For more information about this error, try `rustc --explain E0308`.
error: could not compile `winit` due to previous error
warning: build failed, waiting for other jobs to finish...
error: build failed
parasyte commented 2 years ago

Before you do anything else, make a copy of Cargo.lock ...

That build error looks like something that can be fixed by running cargo update... Just guessing. We don't commit the lock file any more, but Cargo does keep one in the repo root directory. I've seen issues with some dependencies causing breaking changes in minor releases, and some other weird behavior. But we do build and test on Linux in our CI, so we know that Linux builds are working as of 2 days ago: https://github.com/parasyte/pixels/runs/4451823614?check_suite_focus=true

What stands out to me is that you are building two copies of mio, and our CI build only has one. If you really want to investigate that, cargo tree can tell you what is pulling in that stray mio version. Your Cargo.lock backup can, as well.
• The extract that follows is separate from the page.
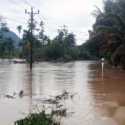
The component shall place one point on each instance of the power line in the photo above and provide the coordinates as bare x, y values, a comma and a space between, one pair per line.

aegroto commented 2 years ago

a run of 'cargo clean' and 'cargo update' solved the demo problem, thanks! I think this may be added in the README of each example, it may be necessary to run an update on different OS than Windows.

Also, changing the reference PPA from oibaf to kisak has solved the error, although something is still not working but I think it's related to my Xorg configuration, so I guess we can close this issue, thanks for all the support!